Re: [PATCH] update-server-info: avoid needless overwrites

Ævar Arnfjörð Bjarmason <avarab@xxxxxxxxx> · Tue, 14 May 2019 13:57:35 +0200

On Tue, May 14 2019, Jeff King wrote:

> On Tue, May 14, 2019 at 12:33:11PM +0200, Ævar Arnfjörð Bjarmason wrote:
>
>> > I think it would work because any update-server-info, whether from A or
>> > B, will take into account the full current repo state (and we don't look
>> > at that state until we take the lock). So you might get an interleaved
>> > "A-push, B-push, B-maint, A-maint", but that's OK. A-maint will
>> > represent B's state when it runs.
>>
>> Maybe we're talking about different things. I mean the following
>> sequence:
>>
>>  1. Refs "X" and "Y" are at X=A Y=A
>>  2. Concurrent push #1 happens, updating X from A..F
>>  3. Concurrent push #2 happens, updating Y from A..F
>>  4. Concurrent push #1 succeeds
>>  5. Concurrent push #1 starts update-server-info. Reads X=F Y=A
>>  5. Concurrent push #2 succeeds
>>  6. Concurrent push #2 starts update-server-info. Reads X=F Y=F
>>  7. Concurrent push #2's update-server-info finishes, X=F Y=F written to "info"
>>  8. Concurrent push #1's update-server-info finishes, X=A Y=F written to "info"
>>
>> I.e. because we have per-ref locks and no lock at all on
>> update-server-info (but that would need to be a global ref lock, not
>> just on the "info" files) we can have a push that's already read "X"'s
>> value as "A" while updating "Y" win the race against an
>> update-server-info that updated "X"'s value to "F".
>>
>> It will get fixed on the next push (at least as far as "X"'s value
>> goes), but until that time dumb clients will falsely see that "X" hasn't
>> been updated.
>
> That's the same situation. But I thought we were talking about having an
> update-server-info lock. In which case the #2 update-server-info or the
> #1 update-server-info runs in its entirety, and cannot have their read
> and write steps interleaved (that's what I meant by "don't look at the
> state until we take the lock").
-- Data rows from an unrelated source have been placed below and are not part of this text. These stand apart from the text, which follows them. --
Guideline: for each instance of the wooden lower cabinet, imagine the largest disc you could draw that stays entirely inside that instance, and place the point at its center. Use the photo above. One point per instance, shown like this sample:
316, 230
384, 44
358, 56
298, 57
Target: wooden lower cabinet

Then that gives us a strict ordering: we
> know that _some_ update-server-info (be it #1 or #2's) will run after
> any given update.

Yeah you're right. I *thought* in my last E-mail we were talking about
the current state, but re-reading upthread I see that was a fail on my
part.

An update-server-info lock would solve this indeed. We could still end
up with a situation where whatever a naïve version of the lockfile API
would fail for the "new" update since the old one was underway, so we'd
need something similar to core.*Ref*Timeout, but if we ran into a *.lock
or the timeout we could exit non-zero, as opposed to silently failing
like it does now when it races.